When to Toss Sauces
Sauces: homemade or from a jar
Knowing when to give up on that sauce you didn't finish with Sunday's dinner comes down to a few factors: its base -- broth, water or dairy -- texture, smell and flavour.
Fat and salt are preservatives, so the fattier or saltier a sauce, the longer the shelf life. That's how and why traditional dishes such as duck confit and salt cod were developed -- as a means of preservation in a time before refrigeration.

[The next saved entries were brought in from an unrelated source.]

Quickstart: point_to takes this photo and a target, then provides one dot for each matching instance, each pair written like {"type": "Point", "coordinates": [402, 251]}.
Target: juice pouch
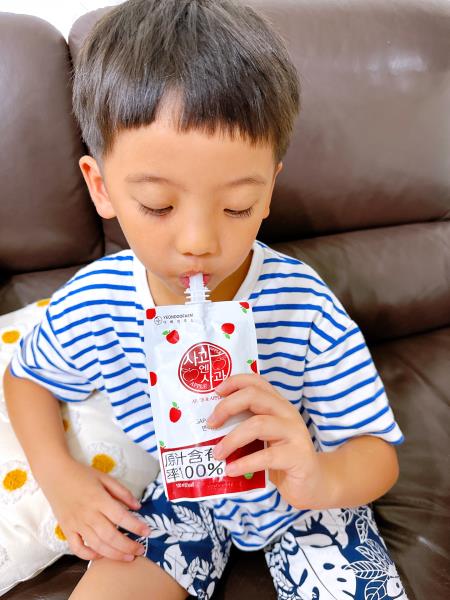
{"type": "Point", "coordinates": [190, 349]}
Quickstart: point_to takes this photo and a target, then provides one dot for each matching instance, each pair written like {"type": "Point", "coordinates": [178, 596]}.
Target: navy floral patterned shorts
{"type": "Point", "coordinates": [329, 554]}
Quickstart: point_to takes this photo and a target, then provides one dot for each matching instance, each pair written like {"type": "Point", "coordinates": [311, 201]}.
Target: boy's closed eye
{"type": "Point", "coordinates": [159, 212]}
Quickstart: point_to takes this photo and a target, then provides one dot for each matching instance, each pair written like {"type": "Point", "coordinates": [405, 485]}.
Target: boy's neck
{"type": "Point", "coordinates": [224, 291]}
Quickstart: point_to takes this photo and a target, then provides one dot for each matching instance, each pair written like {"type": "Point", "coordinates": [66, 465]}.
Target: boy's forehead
{"type": "Point", "coordinates": [162, 146]}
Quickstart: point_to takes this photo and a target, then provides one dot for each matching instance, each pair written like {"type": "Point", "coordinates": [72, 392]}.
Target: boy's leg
{"type": "Point", "coordinates": [186, 548]}
{"type": "Point", "coordinates": [334, 554]}
{"type": "Point", "coordinates": [140, 579]}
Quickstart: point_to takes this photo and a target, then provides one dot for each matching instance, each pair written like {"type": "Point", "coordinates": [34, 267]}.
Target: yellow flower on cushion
{"type": "Point", "coordinates": [10, 337]}
{"type": "Point", "coordinates": [52, 536]}
{"type": "Point", "coordinates": [16, 480]}
{"type": "Point", "coordinates": [107, 458]}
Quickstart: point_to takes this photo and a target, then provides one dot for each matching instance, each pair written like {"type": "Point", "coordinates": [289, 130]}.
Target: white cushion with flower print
{"type": "Point", "coordinates": [30, 537]}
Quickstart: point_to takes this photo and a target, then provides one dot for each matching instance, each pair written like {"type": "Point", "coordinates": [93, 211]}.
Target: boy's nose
{"type": "Point", "coordinates": [197, 239]}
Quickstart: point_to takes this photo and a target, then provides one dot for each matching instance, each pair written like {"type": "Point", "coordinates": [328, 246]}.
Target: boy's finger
{"type": "Point", "coordinates": [118, 491]}
{"type": "Point", "coordinates": [237, 382]}
{"type": "Point", "coordinates": [260, 427]}
{"type": "Point", "coordinates": [105, 539]}
{"type": "Point", "coordinates": [127, 520]}
{"type": "Point", "coordinates": [253, 400]}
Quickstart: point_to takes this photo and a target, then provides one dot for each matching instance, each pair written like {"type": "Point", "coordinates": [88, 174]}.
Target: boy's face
{"type": "Point", "coordinates": [201, 186]}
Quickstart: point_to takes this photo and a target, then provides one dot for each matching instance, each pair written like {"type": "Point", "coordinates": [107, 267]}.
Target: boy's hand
{"type": "Point", "coordinates": [89, 505]}
{"type": "Point", "coordinates": [290, 456]}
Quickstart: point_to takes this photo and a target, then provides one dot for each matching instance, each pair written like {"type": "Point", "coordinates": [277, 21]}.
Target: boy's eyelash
{"type": "Point", "coordinates": [160, 212]}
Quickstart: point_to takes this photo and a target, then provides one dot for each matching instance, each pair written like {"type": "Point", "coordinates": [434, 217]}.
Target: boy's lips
{"type": "Point", "coordinates": [184, 279]}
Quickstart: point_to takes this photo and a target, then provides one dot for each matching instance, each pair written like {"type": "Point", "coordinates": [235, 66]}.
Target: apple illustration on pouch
{"type": "Point", "coordinates": [228, 329]}
{"type": "Point", "coordinates": [174, 413]}
{"type": "Point", "coordinates": [191, 375]}
{"type": "Point", "coordinates": [253, 365]}
{"type": "Point", "coordinates": [171, 336]}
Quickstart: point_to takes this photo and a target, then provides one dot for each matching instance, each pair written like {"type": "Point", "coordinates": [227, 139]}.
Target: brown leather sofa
{"type": "Point", "coordinates": [364, 198]}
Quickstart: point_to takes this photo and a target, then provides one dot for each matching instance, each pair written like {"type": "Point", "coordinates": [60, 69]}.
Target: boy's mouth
{"type": "Point", "coordinates": [184, 279]}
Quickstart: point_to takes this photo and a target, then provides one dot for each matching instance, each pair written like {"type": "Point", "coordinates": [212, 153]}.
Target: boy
{"type": "Point", "coordinates": [187, 108]}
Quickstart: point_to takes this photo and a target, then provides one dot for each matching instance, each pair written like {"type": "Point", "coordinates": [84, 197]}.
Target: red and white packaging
{"type": "Point", "coordinates": [190, 349]}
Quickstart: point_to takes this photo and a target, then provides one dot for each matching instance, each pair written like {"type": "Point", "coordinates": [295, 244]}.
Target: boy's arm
{"type": "Point", "coordinates": [36, 419]}
{"type": "Point", "coordinates": [360, 471]}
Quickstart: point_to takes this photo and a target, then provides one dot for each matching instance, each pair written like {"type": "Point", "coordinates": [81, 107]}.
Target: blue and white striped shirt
{"type": "Point", "coordinates": [91, 337]}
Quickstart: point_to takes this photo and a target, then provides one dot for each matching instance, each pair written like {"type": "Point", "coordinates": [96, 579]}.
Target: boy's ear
{"type": "Point", "coordinates": [94, 180]}
{"type": "Point", "coordinates": [278, 168]}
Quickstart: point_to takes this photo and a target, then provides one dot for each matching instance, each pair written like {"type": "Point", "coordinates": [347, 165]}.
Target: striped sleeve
{"type": "Point", "coordinates": [344, 396]}
{"type": "Point", "coordinates": [46, 359]}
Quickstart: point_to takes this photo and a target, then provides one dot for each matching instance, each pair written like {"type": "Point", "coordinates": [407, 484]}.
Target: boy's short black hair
{"type": "Point", "coordinates": [230, 69]}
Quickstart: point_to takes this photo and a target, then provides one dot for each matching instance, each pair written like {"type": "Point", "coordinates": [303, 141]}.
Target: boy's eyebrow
{"type": "Point", "coordinates": [147, 178]}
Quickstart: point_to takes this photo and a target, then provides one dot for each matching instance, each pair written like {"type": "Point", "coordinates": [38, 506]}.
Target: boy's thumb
{"type": "Point", "coordinates": [119, 491]}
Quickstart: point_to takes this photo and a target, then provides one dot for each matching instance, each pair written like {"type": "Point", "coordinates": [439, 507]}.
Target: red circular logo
{"type": "Point", "coordinates": [203, 367]}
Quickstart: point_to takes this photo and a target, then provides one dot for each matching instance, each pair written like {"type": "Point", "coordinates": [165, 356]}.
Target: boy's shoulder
{"type": "Point", "coordinates": [290, 293]}
{"type": "Point", "coordinates": [108, 276]}
{"type": "Point", "coordinates": [292, 276]}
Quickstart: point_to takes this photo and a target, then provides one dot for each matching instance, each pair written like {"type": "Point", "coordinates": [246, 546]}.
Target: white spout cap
{"type": "Point", "coordinates": [197, 291]}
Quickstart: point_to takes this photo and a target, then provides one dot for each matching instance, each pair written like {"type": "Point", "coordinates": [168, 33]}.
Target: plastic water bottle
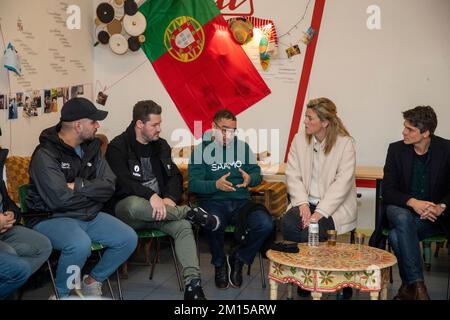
{"type": "Point", "coordinates": [313, 233]}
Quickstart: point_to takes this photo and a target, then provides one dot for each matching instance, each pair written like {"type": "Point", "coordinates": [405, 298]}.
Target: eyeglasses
{"type": "Point", "coordinates": [226, 130]}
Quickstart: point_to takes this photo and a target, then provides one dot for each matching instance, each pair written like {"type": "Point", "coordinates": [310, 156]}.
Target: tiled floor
{"type": "Point", "coordinates": [164, 285]}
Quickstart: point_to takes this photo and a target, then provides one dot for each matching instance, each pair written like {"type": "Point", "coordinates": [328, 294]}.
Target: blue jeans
{"type": "Point", "coordinates": [22, 252]}
{"type": "Point", "coordinates": [259, 223]}
{"type": "Point", "coordinates": [73, 238]}
{"type": "Point", "coordinates": [406, 232]}
{"type": "Point", "coordinates": [28, 244]}
{"type": "Point", "coordinates": [14, 272]}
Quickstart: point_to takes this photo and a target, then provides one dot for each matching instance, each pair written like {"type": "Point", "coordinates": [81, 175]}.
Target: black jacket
{"type": "Point", "coordinates": [397, 180]}
{"type": "Point", "coordinates": [121, 156]}
{"type": "Point", "coordinates": [54, 164]}
{"type": "Point", "coordinates": [8, 204]}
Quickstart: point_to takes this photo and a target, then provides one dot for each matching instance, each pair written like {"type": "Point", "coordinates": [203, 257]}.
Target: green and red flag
{"type": "Point", "coordinates": [201, 66]}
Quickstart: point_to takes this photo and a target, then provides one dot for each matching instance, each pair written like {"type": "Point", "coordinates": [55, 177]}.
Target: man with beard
{"type": "Point", "coordinates": [71, 180]}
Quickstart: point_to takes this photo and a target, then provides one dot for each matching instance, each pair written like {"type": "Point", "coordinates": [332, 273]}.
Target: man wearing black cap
{"type": "Point", "coordinates": [70, 179]}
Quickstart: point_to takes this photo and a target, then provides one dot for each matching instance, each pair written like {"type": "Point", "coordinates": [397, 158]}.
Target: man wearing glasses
{"type": "Point", "coordinates": [221, 169]}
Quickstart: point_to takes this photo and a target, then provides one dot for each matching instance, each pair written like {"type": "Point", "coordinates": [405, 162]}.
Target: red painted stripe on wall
{"type": "Point", "coordinates": [306, 72]}
{"type": "Point", "coordinates": [360, 183]}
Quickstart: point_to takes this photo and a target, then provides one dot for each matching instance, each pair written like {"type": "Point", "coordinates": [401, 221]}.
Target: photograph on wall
{"type": "Point", "coordinates": [76, 91]}
{"type": "Point", "coordinates": [29, 110]}
{"type": "Point", "coordinates": [293, 51]}
{"type": "Point", "coordinates": [12, 108]}
{"type": "Point", "coordinates": [36, 101]}
{"type": "Point", "coordinates": [2, 102]}
{"type": "Point", "coordinates": [47, 101]}
{"type": "Point", "coordinates": [101, 98]}
{"type": "Point", "coordinates": [54, 99]}
{"type": "Point", "coordinates": [19, 99]}
{"type": "Point", "coordinates": [65, 91]}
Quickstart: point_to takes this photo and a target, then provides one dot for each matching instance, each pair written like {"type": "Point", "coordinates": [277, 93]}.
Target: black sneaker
{"type": "Point", "coordinates": [221, 276]}
{"type": "Point", "coordinates": [201, 217]}
{"type": "Point", "coordinates": [235, 270]}
{"type": "Point", "coordinates": [194, 290]}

Same with sauces; fat and salt content will affect their life span. So will exposure to air, though cream- or milk-based sauces tend to form a "skin," which acts like a lid of sorts. A skin doesn't mean it's necessarily bad; scrape the skin off and test what's underneath. Another sign that a cream or cheese sauce is past its prime is when water leaks out and forms little pools.
Sweet, alcoholic and butter- or oil-based sauces will last longer than dairy sauces but never, ever take chances with fish or shellfish sauces.
Leftover sauce will go bad faster through cross-contamination: don't use the same utensil to serve the meatloaf then dip it into the cheese sauce.
We asked cookbook author and expert on tasty and healthy home cooking Norene Gilletz how many days she keeps a sauce. "It depends on whether it's tomato- or dairy-based, but generally, leftover sauces -- as with most leftovers -- will only keep about two or three days, safely." Gilletz also points out that certain contaminants, such as deadly botulism, are odourless, so the old sniff test won't protect you.
Toss homemade and store-bought sauce when:
• it's older than three days
• you spot the first signs of the fuzzies -- that's mould
• it no longer smells like it did when you first made it or opened the jar
• it's changing colour: a streak of pink in a white cream sauce suggests the beginnings of a bacteria colony, as does a spot or two of black
Based in vinegar with heavy doses of sugar, salt and oils, condiments, including ketchup, mustard, relish and bottled vinaigrettes, can last for ages -- especially pickles and olives. Still, they're not indestructible and are still vulnerable to cross-contamination, so don't stick your mayo knife into the pickle jar!
A vinegary environment is a double-edged sword. While it may prohibit bacteria growth in the food, it's very corrosive and, with time, can eat away at metal lids. Get in the habit of wiping away drips after every use and running the inside of the lid under warm water every now and then.